Yang, Y. - Presenter, Lehigh University
Zheng, M., National Institute of Standards and Technology
Jagota, A., Lehigh University
In recent years, machine learning in bioinformatics has attracted considerable interest by its ability to transform large amounts of raw sequence data into useful scientific knowledge, without requiring explicit programming instructions. Many bioinformatics questions can be considered as examples of classification problems. In this work, we demonstrate the applicability of machine learning methods to discovery of special DNA sequences that recognize partner single walled carbon nanotubes (SWCNT). DNA/SWCNT hybrids have demonstrated significant potential in bio-applications because of their ability to disperse and sort SWCNTs by their chirality and handedness. Much work has been done to discover recognition sequences which recognize specific chirality of SWCNT, and significant progress has been made in understanding of the underlying structure and thermodynamics of these hybrids.
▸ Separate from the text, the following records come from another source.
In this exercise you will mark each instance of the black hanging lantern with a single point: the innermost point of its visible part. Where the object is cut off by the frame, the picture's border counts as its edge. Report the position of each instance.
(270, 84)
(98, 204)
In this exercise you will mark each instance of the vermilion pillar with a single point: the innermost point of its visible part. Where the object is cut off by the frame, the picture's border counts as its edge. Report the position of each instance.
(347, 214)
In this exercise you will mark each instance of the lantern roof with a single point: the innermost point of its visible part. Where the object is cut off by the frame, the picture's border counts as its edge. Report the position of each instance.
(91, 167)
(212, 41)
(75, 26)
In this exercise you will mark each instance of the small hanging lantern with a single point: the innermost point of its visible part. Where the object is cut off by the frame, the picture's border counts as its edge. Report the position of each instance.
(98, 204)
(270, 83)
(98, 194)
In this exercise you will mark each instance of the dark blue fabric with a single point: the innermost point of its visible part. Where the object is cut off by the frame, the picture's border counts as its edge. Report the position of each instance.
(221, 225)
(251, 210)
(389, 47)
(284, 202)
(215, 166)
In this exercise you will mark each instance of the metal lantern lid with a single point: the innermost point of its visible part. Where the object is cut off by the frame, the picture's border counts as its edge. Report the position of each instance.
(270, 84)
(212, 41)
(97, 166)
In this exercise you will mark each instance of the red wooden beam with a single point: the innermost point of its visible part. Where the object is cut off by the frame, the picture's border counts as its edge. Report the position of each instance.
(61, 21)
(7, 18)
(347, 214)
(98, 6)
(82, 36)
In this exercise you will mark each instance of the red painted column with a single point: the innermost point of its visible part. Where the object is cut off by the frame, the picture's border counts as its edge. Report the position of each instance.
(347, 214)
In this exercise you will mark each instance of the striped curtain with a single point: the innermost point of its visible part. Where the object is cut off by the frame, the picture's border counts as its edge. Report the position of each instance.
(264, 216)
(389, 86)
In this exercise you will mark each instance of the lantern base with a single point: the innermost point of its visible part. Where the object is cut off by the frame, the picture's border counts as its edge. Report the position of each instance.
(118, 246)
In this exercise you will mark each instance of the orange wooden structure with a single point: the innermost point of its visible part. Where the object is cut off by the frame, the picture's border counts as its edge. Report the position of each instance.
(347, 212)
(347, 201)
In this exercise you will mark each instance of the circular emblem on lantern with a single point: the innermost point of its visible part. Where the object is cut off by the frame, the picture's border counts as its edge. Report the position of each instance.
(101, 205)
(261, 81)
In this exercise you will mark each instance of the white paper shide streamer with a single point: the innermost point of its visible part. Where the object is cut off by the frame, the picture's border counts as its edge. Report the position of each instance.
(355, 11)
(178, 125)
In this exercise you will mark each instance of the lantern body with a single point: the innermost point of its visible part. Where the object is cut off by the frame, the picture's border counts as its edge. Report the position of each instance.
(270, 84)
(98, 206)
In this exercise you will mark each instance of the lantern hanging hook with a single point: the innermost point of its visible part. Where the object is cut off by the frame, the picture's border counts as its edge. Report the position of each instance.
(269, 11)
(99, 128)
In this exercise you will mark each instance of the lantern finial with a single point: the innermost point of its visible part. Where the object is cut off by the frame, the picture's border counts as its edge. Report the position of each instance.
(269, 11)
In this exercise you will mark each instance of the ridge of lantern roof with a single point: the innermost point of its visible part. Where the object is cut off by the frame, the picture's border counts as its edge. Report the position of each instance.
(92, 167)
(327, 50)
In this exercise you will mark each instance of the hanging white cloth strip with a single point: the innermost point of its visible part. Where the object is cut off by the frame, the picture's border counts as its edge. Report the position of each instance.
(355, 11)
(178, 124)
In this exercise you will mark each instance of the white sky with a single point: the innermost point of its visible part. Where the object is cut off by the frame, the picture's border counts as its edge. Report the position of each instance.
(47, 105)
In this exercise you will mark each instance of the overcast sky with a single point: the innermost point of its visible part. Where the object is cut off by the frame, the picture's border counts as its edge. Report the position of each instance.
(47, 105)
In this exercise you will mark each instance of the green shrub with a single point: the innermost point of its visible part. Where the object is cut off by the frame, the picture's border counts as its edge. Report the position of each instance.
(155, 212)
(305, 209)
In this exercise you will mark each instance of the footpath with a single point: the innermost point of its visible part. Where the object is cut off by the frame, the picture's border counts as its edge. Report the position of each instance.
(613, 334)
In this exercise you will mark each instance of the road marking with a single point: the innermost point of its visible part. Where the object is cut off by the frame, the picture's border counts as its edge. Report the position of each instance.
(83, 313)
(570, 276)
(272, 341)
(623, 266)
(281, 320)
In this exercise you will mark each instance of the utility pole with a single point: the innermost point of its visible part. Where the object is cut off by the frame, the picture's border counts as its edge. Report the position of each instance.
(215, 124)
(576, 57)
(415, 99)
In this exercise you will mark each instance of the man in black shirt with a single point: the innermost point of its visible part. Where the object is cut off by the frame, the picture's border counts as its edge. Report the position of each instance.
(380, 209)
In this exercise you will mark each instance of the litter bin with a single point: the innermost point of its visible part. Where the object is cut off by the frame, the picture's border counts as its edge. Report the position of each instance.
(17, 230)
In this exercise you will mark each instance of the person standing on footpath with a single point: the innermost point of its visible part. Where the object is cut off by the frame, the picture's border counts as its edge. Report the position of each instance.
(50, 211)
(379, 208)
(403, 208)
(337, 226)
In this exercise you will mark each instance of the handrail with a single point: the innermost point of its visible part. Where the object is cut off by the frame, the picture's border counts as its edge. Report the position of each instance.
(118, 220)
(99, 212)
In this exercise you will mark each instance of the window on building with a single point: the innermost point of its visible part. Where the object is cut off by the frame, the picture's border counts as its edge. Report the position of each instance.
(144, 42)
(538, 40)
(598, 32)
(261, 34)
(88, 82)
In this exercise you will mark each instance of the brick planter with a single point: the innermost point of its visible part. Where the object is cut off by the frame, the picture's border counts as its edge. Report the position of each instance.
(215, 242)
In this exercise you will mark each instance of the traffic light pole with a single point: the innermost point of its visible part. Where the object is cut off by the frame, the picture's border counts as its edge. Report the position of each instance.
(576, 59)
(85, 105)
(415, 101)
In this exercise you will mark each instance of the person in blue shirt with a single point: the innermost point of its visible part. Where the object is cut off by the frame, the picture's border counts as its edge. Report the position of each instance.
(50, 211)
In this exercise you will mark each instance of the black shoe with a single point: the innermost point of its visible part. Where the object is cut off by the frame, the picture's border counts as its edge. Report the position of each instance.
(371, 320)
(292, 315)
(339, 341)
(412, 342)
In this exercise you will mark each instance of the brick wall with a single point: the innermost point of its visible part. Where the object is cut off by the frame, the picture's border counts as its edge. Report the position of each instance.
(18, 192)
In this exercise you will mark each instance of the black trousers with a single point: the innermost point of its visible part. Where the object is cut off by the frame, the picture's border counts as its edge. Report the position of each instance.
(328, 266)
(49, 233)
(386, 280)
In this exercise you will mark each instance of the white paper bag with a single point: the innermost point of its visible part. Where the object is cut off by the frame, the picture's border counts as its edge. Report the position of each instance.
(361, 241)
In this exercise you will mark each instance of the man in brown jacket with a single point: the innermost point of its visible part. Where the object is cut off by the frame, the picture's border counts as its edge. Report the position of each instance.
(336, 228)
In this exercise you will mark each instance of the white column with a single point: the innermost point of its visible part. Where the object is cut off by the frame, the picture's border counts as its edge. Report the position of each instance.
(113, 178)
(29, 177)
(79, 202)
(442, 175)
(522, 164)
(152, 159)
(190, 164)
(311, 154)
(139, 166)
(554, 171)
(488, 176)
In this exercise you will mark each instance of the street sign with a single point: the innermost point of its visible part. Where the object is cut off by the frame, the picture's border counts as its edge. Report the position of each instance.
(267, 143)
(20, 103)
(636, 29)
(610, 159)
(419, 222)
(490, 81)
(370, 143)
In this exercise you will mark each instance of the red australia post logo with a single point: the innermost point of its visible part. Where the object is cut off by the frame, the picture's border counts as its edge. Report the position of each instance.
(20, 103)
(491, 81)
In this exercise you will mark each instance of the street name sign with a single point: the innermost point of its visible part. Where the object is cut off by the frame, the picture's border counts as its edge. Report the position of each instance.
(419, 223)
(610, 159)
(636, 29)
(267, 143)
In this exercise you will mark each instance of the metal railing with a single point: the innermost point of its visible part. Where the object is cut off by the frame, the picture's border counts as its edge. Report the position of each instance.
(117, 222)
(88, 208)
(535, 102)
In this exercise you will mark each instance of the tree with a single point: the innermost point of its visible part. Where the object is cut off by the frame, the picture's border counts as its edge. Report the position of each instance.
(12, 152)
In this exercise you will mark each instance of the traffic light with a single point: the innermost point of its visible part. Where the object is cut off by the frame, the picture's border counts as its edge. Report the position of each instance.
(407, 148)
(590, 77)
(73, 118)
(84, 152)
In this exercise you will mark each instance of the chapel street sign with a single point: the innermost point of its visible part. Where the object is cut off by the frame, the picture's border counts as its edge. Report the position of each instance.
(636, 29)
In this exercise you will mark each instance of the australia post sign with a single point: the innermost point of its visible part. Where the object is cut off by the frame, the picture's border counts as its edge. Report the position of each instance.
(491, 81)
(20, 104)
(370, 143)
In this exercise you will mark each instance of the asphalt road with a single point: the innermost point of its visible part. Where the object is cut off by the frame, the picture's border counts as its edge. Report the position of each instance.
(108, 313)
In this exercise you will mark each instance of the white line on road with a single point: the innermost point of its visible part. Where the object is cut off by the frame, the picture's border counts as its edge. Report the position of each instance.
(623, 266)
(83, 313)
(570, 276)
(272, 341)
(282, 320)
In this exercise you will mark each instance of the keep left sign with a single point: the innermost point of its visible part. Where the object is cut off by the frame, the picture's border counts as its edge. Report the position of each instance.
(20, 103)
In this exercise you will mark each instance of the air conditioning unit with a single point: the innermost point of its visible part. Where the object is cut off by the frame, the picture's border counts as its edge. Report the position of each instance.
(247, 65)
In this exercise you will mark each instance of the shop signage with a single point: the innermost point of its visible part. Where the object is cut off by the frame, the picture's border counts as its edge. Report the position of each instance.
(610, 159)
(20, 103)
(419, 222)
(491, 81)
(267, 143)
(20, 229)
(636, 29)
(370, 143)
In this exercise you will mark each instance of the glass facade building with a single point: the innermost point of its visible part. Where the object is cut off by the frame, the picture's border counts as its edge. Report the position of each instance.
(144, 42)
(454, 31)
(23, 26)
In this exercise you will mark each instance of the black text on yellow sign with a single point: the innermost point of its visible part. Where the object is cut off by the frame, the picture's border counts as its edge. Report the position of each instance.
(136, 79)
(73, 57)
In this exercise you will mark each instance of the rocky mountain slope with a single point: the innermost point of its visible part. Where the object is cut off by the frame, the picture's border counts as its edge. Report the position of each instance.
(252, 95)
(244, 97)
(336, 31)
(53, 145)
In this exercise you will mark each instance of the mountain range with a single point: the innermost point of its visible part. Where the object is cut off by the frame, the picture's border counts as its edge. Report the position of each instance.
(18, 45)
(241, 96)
Nevertheless, the success rate for de novo prediction of recognition sequences remains low. In this research, we investigate a new approach to predict recognition sequences using machine learning techniques and test the predicted results using aqueous two phase separation. Multiple sequence encoding methods (position-specific, term-frequency, combined or segmented term frequency vector, and motif-based feature) were used and compared. The transformed features were used to train several classifier algorithms (logistic regression, support vector machine and multilayer perceptron). The models were retrained each time by adding an experimentally tested new set of predicted sequences. Our predictive model showed significant improvement in ability to predict recognition sequences.